As you may have heard, last week I finished the capstone project for the data science course offered through Microsoft Academy. I learned a lot of things while taking the course. Some of these things are probably not new to you. For example, I didn’t know you could select a bunch of rows and columns in Excel this quickly:

Sure, that’s old news for many of you. But I don’t work in Excel enough to have the need to know such shortcuts. And when you start working with thousands of rows and hundreds of columns, tricks like that become useful.

Here’s another trick I learned: Excel has a Data Analysis pack available as an Excel add-in.

The Data Analysis toolpack has a lot of useful statistical functions. The first one I used in the course was the descriptive statistics. All we need to do is point it at some data:

 

Click OK and observed the statistical goodness:

Here I was, calculating these numbers the old-fashioned way. Now I know how to get the same results in far less time.

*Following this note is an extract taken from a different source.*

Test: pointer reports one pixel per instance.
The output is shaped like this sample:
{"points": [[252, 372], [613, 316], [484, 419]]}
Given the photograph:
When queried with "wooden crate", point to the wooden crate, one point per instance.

What’s more, this underscores why Excel is the go-to tool for millions of business pros each day. If I wanted to get these same results inside of SQL Server, I would need to write T-SQL to get the job done. It wouldn’t be hard for me to do that, but I’ve been writing database queries for some time now. For business pros, they don’t care to spend time writing T-SQL, they just want to use Excel to do some basic math and statistics. And I can’t blame them, either, since Excel also allows for things like this:

Yes, it’s a simple histogram. You know how to create simple histograms in SSMS using T-SQL? You don’t, that’s how. (OK, you can, but it’s not as easy as Excel).

There’s lots of little things like this I learned during the 10-course program. I didn’t keep a list, but wish I had. I will keep posting and sharing as I remember. Let’s just say that I the course was eye-opening for me in terms of what Excel and PowerBI can do for data professionals. It also helped me understand that the future for data professionals isn’t in query tuning, but in data analysis.